Мой латте выскользнул из пальцев, разбрызгавшись по тротуару. Солнце согревало кожу, но внутри меня не было ничего, кроме льда. В ушах звенело, и суета Нью-Йоркской улицы была окутана руками горя.
— Я прилечу к ней завтра, — сказала я бездумно.
— Она так сильно тебя любила.
Слезы и улыбка тронули голос медсестры.
— Ты была для нее всем.
Розовое церковное платье. Ее улыбка. Рука на моем сердце. «Танцуй под это... когда и как захочешь.»

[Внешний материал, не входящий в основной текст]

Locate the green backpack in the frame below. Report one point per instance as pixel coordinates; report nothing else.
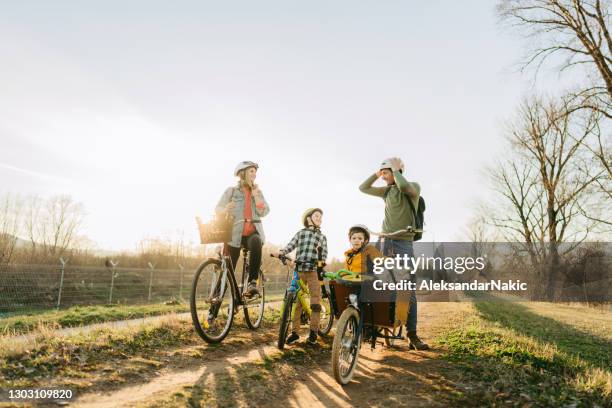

Боль, грубая и злая, вырвалась из своей клетки глубоко внутри и схватила меня за горло.
— Почему? — всхлипнула я.
Почему именно она? Почему этот мир так несправедлив? Так горьк? Почему любовь причиняет боль сильнее, чем сама боль?
— То, что она так долго прожила после такого агрессивного рака, было настоящим чудом, Джианна. Ты была благословлена тем, что проводила с ней больше времени.
Единственным благословением была Тара. Она единственная причина, по которой я могла видеть свою маму в хосписном центре, где она жила последние два года. Мой папа запретил мне навещать ее — дышать, если мог.
Слезы жгли мне глаза, сердце, душу.
— Спасибо тебе, Тара, за все, что ты для нее сделала.
— Да, но я не смогу жить с собой, если буду держать мать подальше от ее дочери.
Когда я тупо смотрела перед собой, мир казался таким большим, таким тяжелым, его вес был слишком болезненным, чтобы выдержать.
Кто-то толкнул меня в плечо, выбив телефон из рук.
Он разбился о тротуар.
Я не помнила, как добралась до дома. Но некоторое время спустя я стояла на своей террасе, а с неба лил дождь. Холодный. Одинокий. Высокий. Я плакала, рыдания сотрясали мои плечи. Я плакала двадцать четыре года от боли. Плакала до тех пор, пока у меня не заболел живот и я больше не могла пролить не слезинки.